2. We completely ignore non-whitelisted headers during the cache-key generation process.
3. The WAF at the edge POP runs raw input filters on incoming HTTP headers before hitting the Varnish routing cache engine.

3. Volumetric DDoS Attacks at the Edge

A botnet launches a 10 Million QPS flood of requests targeting randomized query parameters to bypass the cache and hit the origin.

Mitigation:
- Edge Load Balancer Syn-Flood Protection: Use TCP SYN cookies at the Maglev load balancing layer to absorb SYN floods without allocating socket state.
- Edge Rate Limiting: Identify client IP patterns using a sliding-window count in shared memory and return HTTP 429 status codes instantly at the edge before forwarding to the cache lookup layer.

Staff Engineer Perspective

Operating a CDN requires a deep understanding of bare-metal networking and operating system kernel tuning.

Candidate Verbal Script & Mock Interview Guide

Here is a step-by-step walkthrough of how to articulate this design during an actual System Design interview.

1. Requirements & Scaling Phase (Minutes 0 - 5)

Candidate: "I will design a highly resilient, global CDN. First, I will clarify scope.

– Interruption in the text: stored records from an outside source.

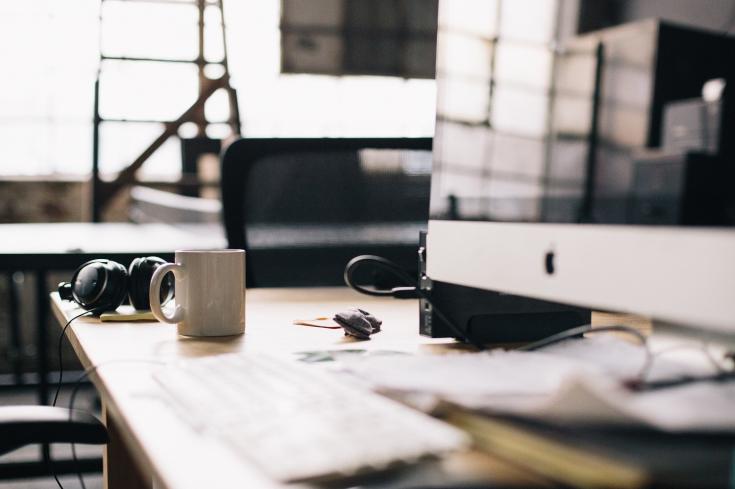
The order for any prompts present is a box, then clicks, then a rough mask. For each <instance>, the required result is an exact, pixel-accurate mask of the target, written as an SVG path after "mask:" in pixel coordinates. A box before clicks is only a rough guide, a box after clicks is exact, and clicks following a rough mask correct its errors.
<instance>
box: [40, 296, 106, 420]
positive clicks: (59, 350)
mask: <svg viewBox="0 0 735 489" xmlns="http://www.w3.org/2000/svg"><path fill="white" fill-rule="evenodd" d="M95 312H96V311H95V310H91V311H84V312H82V313H80V314H77V315H76V316H74V317H72V318H71V319H70V320H68V321H67V322H66V324H65V325H64V327H63V328H62V329H61V335H59V342H58V356H59V381H58V383H57V384H56V393H55V394H54V400H53V402H52V403H51V405H52V406H56V401H58V399H59V392H60V391H61V384H62V381H63V376H64V362H63V359H62V352H61V347H62V344H63V342H64V336H66V330H67V328H68V327H69V326H70V325H71V323H72V321H74V320H75V319H77V318H80V317H82V316H84V315H86V314H94V313H95Z"/></svg>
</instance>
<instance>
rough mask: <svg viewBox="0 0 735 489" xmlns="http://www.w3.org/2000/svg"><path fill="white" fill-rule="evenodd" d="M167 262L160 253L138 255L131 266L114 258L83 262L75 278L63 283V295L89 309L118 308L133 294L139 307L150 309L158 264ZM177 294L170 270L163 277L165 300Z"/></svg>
mask: <svg viewBox="0 0 735 489" xmlns="http://www.w3.org/2000/svg"><path fill="white" fill-rule="evenodd" d="M164 263H166V261H165V260H163V259H161V258H158V257H157V256H146V257H141V258H136V259H135V260H133V262H132V263H131V264H130V268H129V269H128V270H126V269H125V267H124V266H123V265H121V264H120V263H118V262H115V261H112V260H105V259H98V260H91V261H88V262H87V263H84V264H82V265H81V266H80V267H79V268H77V270H76V271H75V272H74V275H72V277H71V282H61V283H60V284H59V295H60V296H61V298H62V299H64V300H67V301H74V302H76V303H77V304H79V305H80V306H81V307H83V308H84V309H86V310H88V311H95V312H104V311H114V310H115V309H117V308H118V307H119V306H120V304H122V303H123V302H124V301H125V298H126V297H129V298H130V303H131V304H132V305H133V307H134V308H135V309H139V310H147V309H150V305H149V298H148V290H149V287H150V283H151V277H152V276H153V272H154V271H155V270H156V268H158V267H160V266H161V265H163V264H164ZM173 296H174V283H173V279H172V277H171V275H170V274H167V275H166V277H164V279H163V284H162V286H161V303H162V304H165V303H166V302H168V301H169V300H171V299H172V298H173Z"/></svg>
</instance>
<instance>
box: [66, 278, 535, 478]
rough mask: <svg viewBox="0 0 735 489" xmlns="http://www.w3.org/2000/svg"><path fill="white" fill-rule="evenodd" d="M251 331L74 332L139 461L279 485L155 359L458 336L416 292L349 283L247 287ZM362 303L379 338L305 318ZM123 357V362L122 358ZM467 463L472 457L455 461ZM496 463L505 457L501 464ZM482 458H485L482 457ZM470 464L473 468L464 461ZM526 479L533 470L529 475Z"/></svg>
mask: <svg viewBox="0 0 735 489" xmlns="http://www.w3.org/2000/svg"><path fill="white" fill-rule="evenodd" d="M246 297H247V306H246V332H245V335H243V336H240V337H229V338H219V339H193V338H182V337H179V336H178V335H177V334H176V327H175V326H172V325H168V324H162V323H157V322H139V323H128V322H120V323H100V322H99V321H98V320H97V319H94V318H88V317H82V318H79V319H77V320H75V321H74V322H73V323H72V326H71V327H70V328H69V329H68V337H69V340H70V341H71V343H72V345H73V347H74V350H75V351H76V353H77V355H78V356H79V358H80V360H81V361H82V364H83V365H84V367H85V368H88V367H90V366H92V365H100V366H101V367H99V369H98V370H97V371H96V374H95V375H93V376H92V380H93V382H94V384H95V386H96V387H97V389H98V390H99V391H100V394H101V396H102V399H103V402H104V404H105V406H106V408H107V410H108V412H109V414H110V415H111V416H113V417H114V418H115V420H116V423H117V424H118V425H119V426H120V427H121V433H122V436H123V438H124V441H125V444H126V445H127V446H128V447H129V448H130V452H131V454H132V456H133V458H134V459H135V461H136V463H137V464H138V465H139V467H141V468H142V469H143V470H144V471H145V472H148V473H150V474H152V476H153V479H154V480H155V481H156V483H157V486H156V487H158V485H160V486H162V487H165V488H177V489H179V488H181V489H187V488H192V489H193V488H197V489H199V488H202V487H207V488H208V489H214V488H218V487H223V488H224V487H227V488H230V487H259V488H260V487H274V483H273V482H271V481H269V480H266V479H264V476H263V475H261V473H260V472H258V471H257V470H256V469H255V468H253V467H251V466H249V465H248V464H247V463H245V462H243V461H242V460H238V459H236V458H235V456H234V455H233V454H231V453H230V452H229V451H227V450H226V449H224V448H222V447H220V446H219V445H215V444H211V443H210V444H208V442H206V441H204V440H203V439H202V438H201V437H200V436H199V435H197V434H196V433H195V432H194V431H192V430H191V429H190V428H189V427H188V425H187V424H185V423H184V422H183V421H181V420H180V419H178V417H177V416H176V415H174V414H173V413H172V411H171V410H170V409H169V408H168V407H167V406H166V404H165V403H164V402H162V400H161V399H160V398H159V389H158V387H157V385H156V384H155V383H154V381H153V380H152V378H151V375H150V372H151V371H152V370H153V369H155V368H157V365H155V364H154V363H151V362H172V361H175V360H177V359H182V358H191V357H198V356H205V355H216V354H220V353H227V352H241V351H245V352H247V351H268V352H272V353H284V354H287V353H291V352H299V351H309V350H325V349H353V348H361V349H390V350H403V351H416V350H417V349H425V348H429V349H433V348H439V349H444V348H447V347H451V345H452V344H453V343H454V342H453V341H452V340H446V339H428V338H422V337H420V336H419V335H418V310H417V309H418V303H417V301H414V300H405V301H399V300H395V299H382V298H373V297H367V296H363V295H359V294H357V293H355V292H353V291H350V290H348V289H346V288H329V289H252V290H248V291H247V294H246ZM351 306H360V307H361V308H363V309H367V310H368V311H370V312H371V313H373V314H375V315H376V316H378V317H380V318H382V319H383V321H384V323H383V331H382V332H381V333H379V334H377V335H375V336H374V337H373V339H372V340H370V341H355V340H353V339H351V338H349V337H345V336H344V335H343V333H342V331H341V330H331V329H322V328H313V327H306V326H296V325H293V324H292V321H293V320H295V319H307V318H314V317H318V316H331V315H332V314H334V313H335V312H337V311H340V310H343V309H345V308H347V307H351ZM52 308H53V311H54V314H55V315H56V317H57V319H58V320H59V321H60V322H61V323H62V324H63V323H65V322H66V321H67V320H68V319H69V318H71V317H73V316H74V315H75V314H78V313H80V312H82V311H81V309H79V308H77V307H74V304H71V303H68V302H64V301H61V300H60V299H59V297H58V294H55V293H54V294H52ZM116 362H117V363H116ZM446 462H447V463H449V464H455V465H456V464H457V463H459V465H462V463H463V462H461V461H460V462H456V461H451V460H450V461H446ZM496 464H497V465H496ZM475 465H476V464H475ZM482 465H483V468H484V470H491V471H492V472H493V473H494V474H495V476H494V477H495V478H496V482H497V478H498V477H499V478H501V479H503V478H508V479H512V480H516V481H518V479H519V477H520V478H521V480H524V478H523V477H522V476H521V475H520V473H516V471H515V469H513V468H511V467H506V466H503V464H499V463H498V462H497V461H496V462H492V461H490V460H487V461H485V460H483V463H482ZM460 470H462V471H464V472H466V471H468V470H472V469H467V467H463V468H462V469H460ZM526 480H527V479H526Z"/></svg>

Do we support static or dynamic assets? Both, but static caching is our main focus. For non-functional SLAs, I will design for a global scale of 1 Million QPS with an average file size of 100 KB, demanding 800 Gbps of egress capacity. Our target cache-hit latency must remain under 20ms."

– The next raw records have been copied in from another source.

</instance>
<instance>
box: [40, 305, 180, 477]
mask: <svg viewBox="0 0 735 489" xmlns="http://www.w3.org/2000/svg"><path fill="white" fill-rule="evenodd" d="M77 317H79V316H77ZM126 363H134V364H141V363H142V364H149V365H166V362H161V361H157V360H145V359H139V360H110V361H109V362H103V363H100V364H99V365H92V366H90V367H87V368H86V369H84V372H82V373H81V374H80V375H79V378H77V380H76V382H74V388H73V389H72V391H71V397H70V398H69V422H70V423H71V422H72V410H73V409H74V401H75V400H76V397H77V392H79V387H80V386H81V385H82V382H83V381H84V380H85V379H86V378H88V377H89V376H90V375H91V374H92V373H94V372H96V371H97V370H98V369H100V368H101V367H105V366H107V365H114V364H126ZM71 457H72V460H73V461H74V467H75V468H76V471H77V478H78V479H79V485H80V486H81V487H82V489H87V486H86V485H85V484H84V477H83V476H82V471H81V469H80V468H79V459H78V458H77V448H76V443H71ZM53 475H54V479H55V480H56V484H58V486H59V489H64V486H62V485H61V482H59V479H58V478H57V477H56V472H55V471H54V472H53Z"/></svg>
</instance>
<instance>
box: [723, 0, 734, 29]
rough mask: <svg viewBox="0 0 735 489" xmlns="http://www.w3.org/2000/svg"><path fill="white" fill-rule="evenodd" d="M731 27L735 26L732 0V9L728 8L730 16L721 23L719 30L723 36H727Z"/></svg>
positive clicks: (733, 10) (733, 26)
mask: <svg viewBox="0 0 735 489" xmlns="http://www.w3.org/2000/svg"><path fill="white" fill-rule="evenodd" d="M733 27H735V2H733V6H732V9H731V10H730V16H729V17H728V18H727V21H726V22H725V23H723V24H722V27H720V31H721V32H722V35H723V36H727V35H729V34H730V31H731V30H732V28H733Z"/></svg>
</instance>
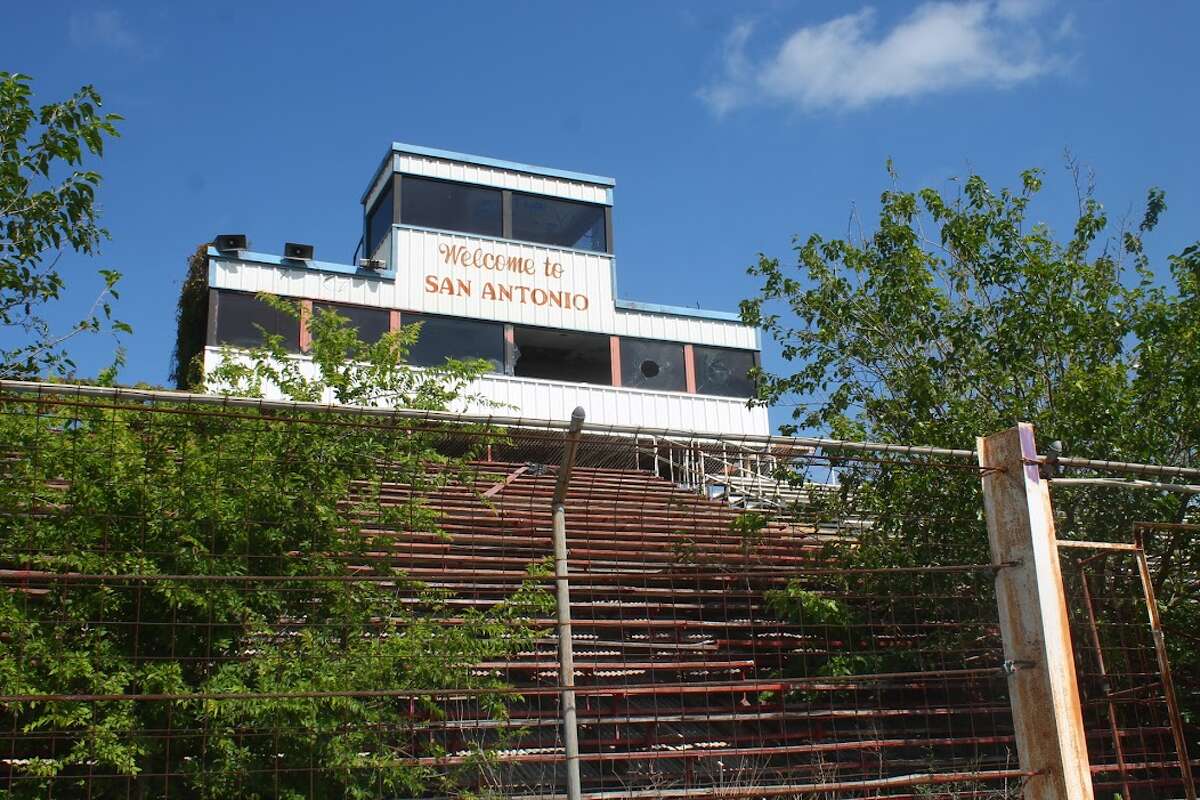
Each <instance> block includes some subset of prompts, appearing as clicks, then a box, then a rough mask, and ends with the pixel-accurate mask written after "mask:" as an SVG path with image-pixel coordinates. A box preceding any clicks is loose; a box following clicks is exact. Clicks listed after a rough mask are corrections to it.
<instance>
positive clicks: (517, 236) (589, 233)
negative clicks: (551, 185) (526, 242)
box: [512, 192, 608, 253]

2. Global Request Routing & Anycast (Minutes 5 - 15)

Candidate: "To achieve under 20ms latency, we cannot route all users to a central region. We must route requests to the nearest edge Point of Presence (POP). I will use IP Anycast routing over BGP. Multiple global POPs will advertise the exact same IP address. Routers on the internet will automatically forward the user's TCP packets to the topologically nearest POP. For dynamic routing, if a request cannot be cached, the Edge POP will tunnel the TCP connection back to the origin over a pre-warmed persistent connection pool to optimize latency."

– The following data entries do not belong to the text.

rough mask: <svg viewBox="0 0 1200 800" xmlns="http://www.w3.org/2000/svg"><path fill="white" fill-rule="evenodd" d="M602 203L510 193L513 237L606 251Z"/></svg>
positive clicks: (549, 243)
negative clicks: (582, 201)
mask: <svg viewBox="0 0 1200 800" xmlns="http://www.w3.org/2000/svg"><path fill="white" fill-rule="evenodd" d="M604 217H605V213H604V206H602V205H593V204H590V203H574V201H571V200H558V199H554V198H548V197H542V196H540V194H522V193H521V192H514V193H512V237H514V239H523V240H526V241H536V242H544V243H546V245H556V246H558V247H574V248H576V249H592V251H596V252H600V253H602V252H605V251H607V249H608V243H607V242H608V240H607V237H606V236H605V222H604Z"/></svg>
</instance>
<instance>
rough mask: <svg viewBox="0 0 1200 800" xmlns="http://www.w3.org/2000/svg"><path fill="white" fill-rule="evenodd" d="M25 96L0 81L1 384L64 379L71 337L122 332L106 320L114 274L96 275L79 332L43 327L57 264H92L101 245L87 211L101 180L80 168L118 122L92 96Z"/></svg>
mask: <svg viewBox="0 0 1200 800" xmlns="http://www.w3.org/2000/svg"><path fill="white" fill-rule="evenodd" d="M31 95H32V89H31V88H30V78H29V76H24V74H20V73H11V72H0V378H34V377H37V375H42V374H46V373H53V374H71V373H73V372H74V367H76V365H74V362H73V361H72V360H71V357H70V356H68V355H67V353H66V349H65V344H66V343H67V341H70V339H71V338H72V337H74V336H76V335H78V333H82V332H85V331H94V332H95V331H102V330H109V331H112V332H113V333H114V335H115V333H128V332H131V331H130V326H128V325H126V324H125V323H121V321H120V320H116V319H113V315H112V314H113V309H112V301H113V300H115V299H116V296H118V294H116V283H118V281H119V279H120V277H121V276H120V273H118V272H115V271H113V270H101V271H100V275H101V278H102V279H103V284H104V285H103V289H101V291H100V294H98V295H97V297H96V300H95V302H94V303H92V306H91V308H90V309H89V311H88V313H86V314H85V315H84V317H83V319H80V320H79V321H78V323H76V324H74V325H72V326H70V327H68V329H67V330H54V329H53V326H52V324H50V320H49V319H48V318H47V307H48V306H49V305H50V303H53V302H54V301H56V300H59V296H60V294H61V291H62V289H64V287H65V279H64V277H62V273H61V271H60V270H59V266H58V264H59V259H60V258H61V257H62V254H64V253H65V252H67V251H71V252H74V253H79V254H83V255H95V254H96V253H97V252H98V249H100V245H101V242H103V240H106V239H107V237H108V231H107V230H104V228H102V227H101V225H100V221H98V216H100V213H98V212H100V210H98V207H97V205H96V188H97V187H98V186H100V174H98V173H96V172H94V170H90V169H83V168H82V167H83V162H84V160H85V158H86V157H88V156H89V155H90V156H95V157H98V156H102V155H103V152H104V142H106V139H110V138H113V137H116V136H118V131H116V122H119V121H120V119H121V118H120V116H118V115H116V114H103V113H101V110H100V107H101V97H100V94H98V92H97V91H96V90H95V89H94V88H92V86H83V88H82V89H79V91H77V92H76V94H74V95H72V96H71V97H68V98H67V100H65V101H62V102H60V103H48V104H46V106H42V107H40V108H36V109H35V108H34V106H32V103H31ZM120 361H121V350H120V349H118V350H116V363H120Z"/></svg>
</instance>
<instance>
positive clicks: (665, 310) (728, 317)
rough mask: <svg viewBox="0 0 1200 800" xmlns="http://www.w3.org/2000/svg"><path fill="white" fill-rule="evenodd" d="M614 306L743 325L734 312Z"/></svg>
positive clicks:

3. Hierarchical Caching Topology (Minutes 15 - 25)

Candidate: "Caching should not be flat. If a file misses at the Edge L1 cache, querying the origin directly would saturate our core database. I will implement a hierarchical caching architecture. We will have Edge L1 caches (DRAM + NVMe SSDs), pointing to Regional L2 caches, which in turn point to a Regional Origin Shield. The origin shield is located near the primary origin server. This multiple-tier fallback minimizes origin traffic."

4. Cache Poisoning & Invalidation Deep-Dive (Minutes 25 - 40)

Candidate: "At a 1M QPS scale, security and cache hit optimization are crucial. I will implement an Edge Cache-Key Builder that normalizes all request fields. It will lowercase paths, sort query parameters alphabetically, and strip tracking parameters (like utm_source). For content invalidation, I will build an asynchronous pipeline. When a developer triggers a purge, the system will publish a tombstone message to a global Kafka cluster, which each Edge POP consumes. Edge servers will instantly mark the asset in-memory as expired without incurring disk I/O costs, replacing it lazily."